I am the new Type-A Mom teen editor. The difference, this go around the block, is that I am a mother of teens. Yet, I am no less excited or hyped to be writing about them.
In the 1970’s, I wrote columns for a newspapers which disseminated their pages across the city in which I lived. I was excited. I was hyped. I was a teen.
More than thirty years later, I still care about and express my sentiments on topics of interest to teens. The difference, this go around the block, is that I am a mother of teens. Yet, I am no less excited or hyped to be writing about them.

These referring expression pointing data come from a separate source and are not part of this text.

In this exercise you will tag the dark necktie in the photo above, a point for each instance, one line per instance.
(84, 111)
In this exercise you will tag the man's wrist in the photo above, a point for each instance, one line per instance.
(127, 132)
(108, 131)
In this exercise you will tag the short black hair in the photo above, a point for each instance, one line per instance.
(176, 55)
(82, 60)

Instead of wondering what my friends will think when they see my prose under my name, I wonder what my children’s friends will think. Just last week, I received a post from a young one who had read a bit which was published in an international source. She chirped and tweeted on about how much my exposition reminded her of the exposition of my oldest daughter.
Another time, a teacher happened to read something I had written about my only child who is not yet officially an adolescent, my youngest son. She mused into my ear about what kind of mother would write that kind of fluff about her kids. I smiled with about a quarter of my mouth and nodded at her acumen. Happily, except for academic publications, I never post my last name.

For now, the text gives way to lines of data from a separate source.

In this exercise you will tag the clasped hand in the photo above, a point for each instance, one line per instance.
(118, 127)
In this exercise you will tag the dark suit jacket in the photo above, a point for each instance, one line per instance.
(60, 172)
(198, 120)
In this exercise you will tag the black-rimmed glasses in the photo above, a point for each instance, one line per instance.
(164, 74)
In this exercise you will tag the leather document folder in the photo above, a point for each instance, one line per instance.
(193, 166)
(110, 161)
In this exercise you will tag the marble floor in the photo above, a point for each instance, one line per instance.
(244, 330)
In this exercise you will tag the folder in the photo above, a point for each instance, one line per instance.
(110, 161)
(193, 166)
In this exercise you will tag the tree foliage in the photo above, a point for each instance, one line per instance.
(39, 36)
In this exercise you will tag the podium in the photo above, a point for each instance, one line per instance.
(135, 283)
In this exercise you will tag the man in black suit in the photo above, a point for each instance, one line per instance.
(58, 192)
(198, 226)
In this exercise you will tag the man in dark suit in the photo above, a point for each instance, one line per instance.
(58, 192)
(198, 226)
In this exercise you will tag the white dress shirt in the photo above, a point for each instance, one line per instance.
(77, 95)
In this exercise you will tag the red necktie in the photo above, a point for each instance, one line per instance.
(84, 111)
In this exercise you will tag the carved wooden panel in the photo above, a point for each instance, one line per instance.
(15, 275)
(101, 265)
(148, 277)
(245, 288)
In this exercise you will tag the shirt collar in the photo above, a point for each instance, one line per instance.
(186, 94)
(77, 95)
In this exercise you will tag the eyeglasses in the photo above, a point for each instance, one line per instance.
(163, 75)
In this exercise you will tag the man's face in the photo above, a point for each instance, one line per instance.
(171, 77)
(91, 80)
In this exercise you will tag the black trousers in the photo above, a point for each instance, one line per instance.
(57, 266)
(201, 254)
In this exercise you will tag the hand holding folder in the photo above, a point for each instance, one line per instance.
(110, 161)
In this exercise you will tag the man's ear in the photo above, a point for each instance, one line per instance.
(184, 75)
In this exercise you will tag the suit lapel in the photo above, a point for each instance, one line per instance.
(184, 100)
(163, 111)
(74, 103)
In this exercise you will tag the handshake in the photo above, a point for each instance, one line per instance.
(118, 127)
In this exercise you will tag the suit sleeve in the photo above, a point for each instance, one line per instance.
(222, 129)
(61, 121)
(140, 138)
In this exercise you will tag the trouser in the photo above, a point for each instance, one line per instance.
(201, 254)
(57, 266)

In yet a different set of circumstances, my oldest son, a youth fully vested in the rites of growing overnight, literally, through clothing sizes, and of eating only little more than half of most carbohydrates which I bring to the table, exclaimed, in grand rhetoric, that my writing had become increasingly too severe. He prescribed a course in which I would return to contemplating, for the purpose of public display, the geckos smashed in our washing machine, the dumpster cats beyond our front door, and the imaginary hedgehogs which populate our personal domain. The lad added that if I wanted to chip in for a better Ipod, I’d be doing quite well.
As for my oldest, a girl in her not-yet-in-college glory, she shrugs and then introduces me to new ways to manipulate text. It’s beyond her ken that her mother can be a word expert without also possessing prowess with software.

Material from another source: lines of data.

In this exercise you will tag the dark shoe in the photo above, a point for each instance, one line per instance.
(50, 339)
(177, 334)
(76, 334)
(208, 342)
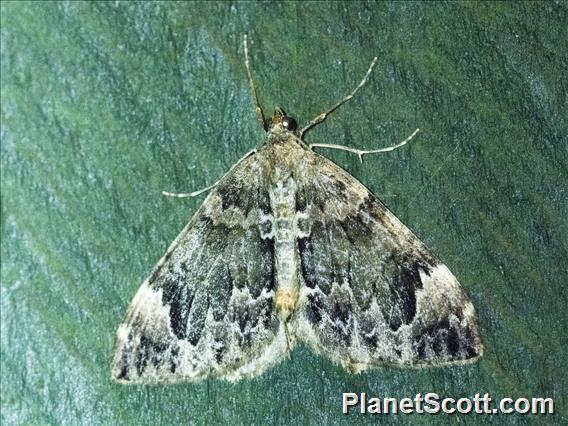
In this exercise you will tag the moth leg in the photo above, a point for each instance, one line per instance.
(258, 108)
(359, 152)
(201, 191)
(321, 118)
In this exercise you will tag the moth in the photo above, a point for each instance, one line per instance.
(288, 247)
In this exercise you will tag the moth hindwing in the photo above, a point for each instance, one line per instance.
(290, 247)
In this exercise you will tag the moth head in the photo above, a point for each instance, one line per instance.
(280, 118)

By the time my better half returns home, socks have been tossed (you have a better way to let them vent?), tomato sauce has been made and greedily quaffed, and a variety of questions about Pythagorean identities and triangles lay on the diningroom table and floor. From whichever corner of the sofa I have sought refuge, I look up at this man, who I met when I was only eighteen. Rather than words of welcome, I whisper, “they’re yours for the next half hour.”